Individualized diets for irritable bowel syndrome better than placebo

Patients with irritable bowel syndrome who follow individualized diets based on food sensitivity testing experience fewer symptoms, say Yale researchers.
A graphic representation of a man with upset stomach in front of different foodstuffs.


Patients with irritable bowel syndrome who follow individualized diets based on food sensitivity testing experience fewer symptoms, say Yale researchers. Their study is among the first to provide scientific evidence for this medication- free approach to a debilitating condition.

As many as one in five adults meet the criteria for irritable bowel syndrome (IBS), a disorder that can cause chronic abdominal pain, gas, diarrhea, and constipation. Many patients with IBS try diets based on blood tests that claim to identify foods that trigger their symptoms. However, the majority of these food intolerance tests have not been validated by rigorous study, said the researchers. 

The Yale team conducted a double-blind, randomized clinical trial of 58 patients with IBS. For each individual, the researchers collected blood samples and used a specific test that measures immune cell activation in response to individual foods. The study participants were then put on individualized diets that either restricted foods consistent with test results or restricted foods inconsistent with test results.

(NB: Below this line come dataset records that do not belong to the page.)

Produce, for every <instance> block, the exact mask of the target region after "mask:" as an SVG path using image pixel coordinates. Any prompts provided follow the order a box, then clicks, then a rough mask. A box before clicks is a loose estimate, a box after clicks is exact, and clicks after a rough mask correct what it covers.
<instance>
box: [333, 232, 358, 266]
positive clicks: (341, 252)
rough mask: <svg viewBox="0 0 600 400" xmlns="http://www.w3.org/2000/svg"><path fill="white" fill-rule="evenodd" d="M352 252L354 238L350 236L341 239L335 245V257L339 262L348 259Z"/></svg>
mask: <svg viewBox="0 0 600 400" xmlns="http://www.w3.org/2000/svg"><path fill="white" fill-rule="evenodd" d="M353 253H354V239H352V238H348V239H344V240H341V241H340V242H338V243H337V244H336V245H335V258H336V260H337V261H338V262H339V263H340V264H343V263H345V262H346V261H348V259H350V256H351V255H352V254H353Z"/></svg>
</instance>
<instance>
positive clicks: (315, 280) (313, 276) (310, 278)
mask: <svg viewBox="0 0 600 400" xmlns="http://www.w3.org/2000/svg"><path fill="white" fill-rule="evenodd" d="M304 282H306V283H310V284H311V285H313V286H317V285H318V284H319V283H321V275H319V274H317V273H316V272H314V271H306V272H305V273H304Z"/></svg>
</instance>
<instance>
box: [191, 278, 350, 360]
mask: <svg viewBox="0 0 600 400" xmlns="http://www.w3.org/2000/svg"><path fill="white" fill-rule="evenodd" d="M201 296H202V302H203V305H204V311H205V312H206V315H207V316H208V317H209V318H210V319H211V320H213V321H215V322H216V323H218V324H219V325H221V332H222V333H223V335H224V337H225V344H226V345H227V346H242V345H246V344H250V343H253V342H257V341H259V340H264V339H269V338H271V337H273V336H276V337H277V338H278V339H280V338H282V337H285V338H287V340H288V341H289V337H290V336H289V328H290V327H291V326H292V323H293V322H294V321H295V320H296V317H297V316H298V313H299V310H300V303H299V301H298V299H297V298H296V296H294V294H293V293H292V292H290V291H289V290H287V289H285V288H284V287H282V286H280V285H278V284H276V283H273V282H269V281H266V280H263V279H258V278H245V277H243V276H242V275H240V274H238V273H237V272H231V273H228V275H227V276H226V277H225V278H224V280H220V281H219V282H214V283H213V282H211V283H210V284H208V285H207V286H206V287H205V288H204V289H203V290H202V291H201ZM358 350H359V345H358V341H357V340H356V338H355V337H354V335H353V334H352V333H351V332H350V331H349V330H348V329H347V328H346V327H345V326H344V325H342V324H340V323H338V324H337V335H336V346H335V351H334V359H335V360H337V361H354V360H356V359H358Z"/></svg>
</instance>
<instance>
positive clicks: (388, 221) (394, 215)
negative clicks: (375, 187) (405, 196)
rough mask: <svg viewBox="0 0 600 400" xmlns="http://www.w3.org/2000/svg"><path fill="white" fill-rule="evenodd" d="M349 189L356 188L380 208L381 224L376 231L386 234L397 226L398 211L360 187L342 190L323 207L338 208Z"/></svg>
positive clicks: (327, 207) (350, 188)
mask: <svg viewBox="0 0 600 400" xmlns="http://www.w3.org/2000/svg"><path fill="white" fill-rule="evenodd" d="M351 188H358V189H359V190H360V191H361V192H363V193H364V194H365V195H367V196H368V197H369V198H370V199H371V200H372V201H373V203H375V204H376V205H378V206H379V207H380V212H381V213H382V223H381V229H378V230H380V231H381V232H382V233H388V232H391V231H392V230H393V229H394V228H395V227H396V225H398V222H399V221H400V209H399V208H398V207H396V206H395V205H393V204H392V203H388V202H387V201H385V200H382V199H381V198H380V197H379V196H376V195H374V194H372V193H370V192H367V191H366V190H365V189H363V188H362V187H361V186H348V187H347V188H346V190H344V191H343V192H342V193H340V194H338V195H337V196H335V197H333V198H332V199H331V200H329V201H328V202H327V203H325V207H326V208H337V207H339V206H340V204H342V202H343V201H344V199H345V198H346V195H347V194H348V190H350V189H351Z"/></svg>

After several weeks on the individualized diets, participants were assessed for IBS symptoms and quality of life. The research team found that while both sets of participants experienced improvement, the individuals on diets consistent with test results fared much better overall and in terms of symptom severity. 

We didn’t expect results like this,” said Ather Ali, first author and assistant professor of pediatrics and of medicine at Yale School of Medicine. “The people who consumed the diet consistent with the test did significantly better than people on the sham diet.”

The two groups of participants reported no notable difference in terms of quality of life. But at four and eight weeks after starting the diets, the restricted diet group achieved significant improvement in symptoms such as abdominal pain and distention (swelling), among others.

The findings lay the groundwork for further study. “If these intriguing results can be replicated in larger and more diverse samples they can provide insight into another way to treat a condition that can often be very frustrating. It can be debilitating and patients are often looking for dietary approaches to it,” said Ali.

Additional Yale authors are Theresa Weiss, Alisa Scherban, Sumiya Khan, Maxine Fields, Damian Apollo, and Wajahat Mehal. Co-author Douglas McKee is based at Cornell.

The research was supported by a grant from Cell Science Systems, Corp. and with support from the Yale Center for Clinical Investigation, funded by the National Center for Advancing Translational Sciences, a component of the National Institutes of Health. The sponsor had no role in the design and conduct of the study. None of the authors have a conflict of interest.

The findings are published in BMJ Open Gastroenterology.